Usually, with a few minutes left in class, I ask students to write a comment about the class on the back of their Attendance Cards, or a note to me, or a concern or criticism or whatever. I did not specify this year (I'm still learning) that these comments need only be positive or glowing. I am not looking to boost my ego, though some of them think that it is their responsibility to do so. Mostly, I am looking for students' interested and curious comments about class, about themselves, about life. I like to know what they're thinking about. Isn't that the point of college---to think aloud with other humans? Here are a random sampling of a few:


Wouldn't it be great if we started each day with two quick questions about life, love, or whatever on an Attendance Card (yes, we are---should be---daily attending to our lives). If we woke up to Monday rain and an empty coffee bean container--we could ask something like "Lord, why me?" If we woke up to a soft, warm ray of sunshine at the foot of our bed on a Saturday morning and a pot of coffee brewing because we actually remembered for the first time in months to set the timer on the automatic brew panel---and it was actually set accurately (for 7:30AM...not PM), we could write, "Lord, what other wonderful treats will you bring me today?" Or, the questions may be mundane, like "What socks should I wear?" or "What should I make for lunch?" They could be pensive, too, and real on days we wake up from a dream. Like, "Is today the day I will leave this relationship?" or "Can today please be one day when no one dies in the world by the hand of another person?"

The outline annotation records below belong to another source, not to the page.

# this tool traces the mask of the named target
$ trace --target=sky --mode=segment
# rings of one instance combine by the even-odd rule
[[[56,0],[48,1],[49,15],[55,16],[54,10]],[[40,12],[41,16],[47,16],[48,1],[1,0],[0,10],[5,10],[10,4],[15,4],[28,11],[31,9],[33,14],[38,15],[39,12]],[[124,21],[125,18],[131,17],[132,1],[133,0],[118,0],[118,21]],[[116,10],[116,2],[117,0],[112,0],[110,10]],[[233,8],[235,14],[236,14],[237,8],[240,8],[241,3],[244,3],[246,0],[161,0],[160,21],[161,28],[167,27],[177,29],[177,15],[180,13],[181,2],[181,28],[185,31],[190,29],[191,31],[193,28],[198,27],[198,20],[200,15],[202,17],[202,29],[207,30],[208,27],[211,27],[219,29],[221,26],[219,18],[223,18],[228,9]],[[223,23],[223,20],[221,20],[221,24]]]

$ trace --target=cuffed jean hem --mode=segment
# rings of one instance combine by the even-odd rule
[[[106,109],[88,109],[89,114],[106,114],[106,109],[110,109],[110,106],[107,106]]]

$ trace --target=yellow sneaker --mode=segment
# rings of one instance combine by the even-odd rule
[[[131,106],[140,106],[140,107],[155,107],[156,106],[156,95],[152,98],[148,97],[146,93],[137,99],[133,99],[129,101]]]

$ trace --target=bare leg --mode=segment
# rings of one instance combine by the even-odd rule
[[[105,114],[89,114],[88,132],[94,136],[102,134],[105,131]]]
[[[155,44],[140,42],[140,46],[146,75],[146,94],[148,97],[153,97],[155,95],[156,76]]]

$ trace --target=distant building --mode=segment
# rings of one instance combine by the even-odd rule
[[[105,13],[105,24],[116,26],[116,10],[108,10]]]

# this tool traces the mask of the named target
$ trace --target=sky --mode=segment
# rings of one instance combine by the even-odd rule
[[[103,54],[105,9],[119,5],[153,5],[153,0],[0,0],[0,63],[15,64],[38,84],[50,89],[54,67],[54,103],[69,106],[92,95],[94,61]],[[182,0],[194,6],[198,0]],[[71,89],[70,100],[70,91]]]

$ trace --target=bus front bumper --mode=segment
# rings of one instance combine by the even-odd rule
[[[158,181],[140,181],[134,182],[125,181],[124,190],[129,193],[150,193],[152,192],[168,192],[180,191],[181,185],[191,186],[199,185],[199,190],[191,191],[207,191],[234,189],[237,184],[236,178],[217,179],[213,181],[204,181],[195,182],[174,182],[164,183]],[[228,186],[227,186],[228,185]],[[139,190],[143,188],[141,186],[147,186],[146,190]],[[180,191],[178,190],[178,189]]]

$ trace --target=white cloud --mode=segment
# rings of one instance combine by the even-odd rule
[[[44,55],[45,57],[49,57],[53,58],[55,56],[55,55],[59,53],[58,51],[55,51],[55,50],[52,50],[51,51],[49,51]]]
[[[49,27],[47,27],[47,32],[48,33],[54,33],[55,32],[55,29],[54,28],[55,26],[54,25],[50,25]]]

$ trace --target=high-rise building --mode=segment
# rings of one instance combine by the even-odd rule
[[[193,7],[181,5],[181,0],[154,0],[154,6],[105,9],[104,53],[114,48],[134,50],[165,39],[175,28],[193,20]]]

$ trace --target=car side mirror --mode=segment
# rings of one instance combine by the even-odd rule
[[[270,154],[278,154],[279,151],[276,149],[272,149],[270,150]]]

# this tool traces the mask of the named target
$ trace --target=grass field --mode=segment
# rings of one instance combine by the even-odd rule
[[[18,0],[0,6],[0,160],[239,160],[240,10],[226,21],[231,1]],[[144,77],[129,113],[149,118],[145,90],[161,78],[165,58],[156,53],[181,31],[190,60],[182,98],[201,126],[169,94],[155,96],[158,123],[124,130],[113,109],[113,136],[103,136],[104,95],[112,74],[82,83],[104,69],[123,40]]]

Then, at the end of the day, we make a comment. Sometimes we could let others read it---those we love, those we ponder with, those who write questions with us on rainy Monday mornings. Sometimes, we'll keep comments to ourselves---our gratitudes, our forgivenesses, our successes. Sometimes, we'll call our best friends to share with--our suffering, our anger, our frustration. But every day, we have a place to wonder about and a place to confide in. And it couldn't be on an electronic device--it would have to be on a little piece of paper (recycled preferably). That way our queries and ponderings would not be erased, forgotten, deleted, sent off into cyberspace never to be heard from again. But our sorrows, joys, wonderings and insights would all be kept in one little drawer for later inspection. For a boost when we needed it---a reminder that there was a day not so long ago when you were on top of the world, and now you know that feeling can and will return, because it was there once, and so it can be there again. You can see this. Feel it. Touch it. It's real. Or, we may want to briefly return to our sufferings and sorrows---not to wallow in them or be suffocated by them---but simply to notice how far we've come since that moment and to know the power of loving and communicating intimately with ourselves and each other.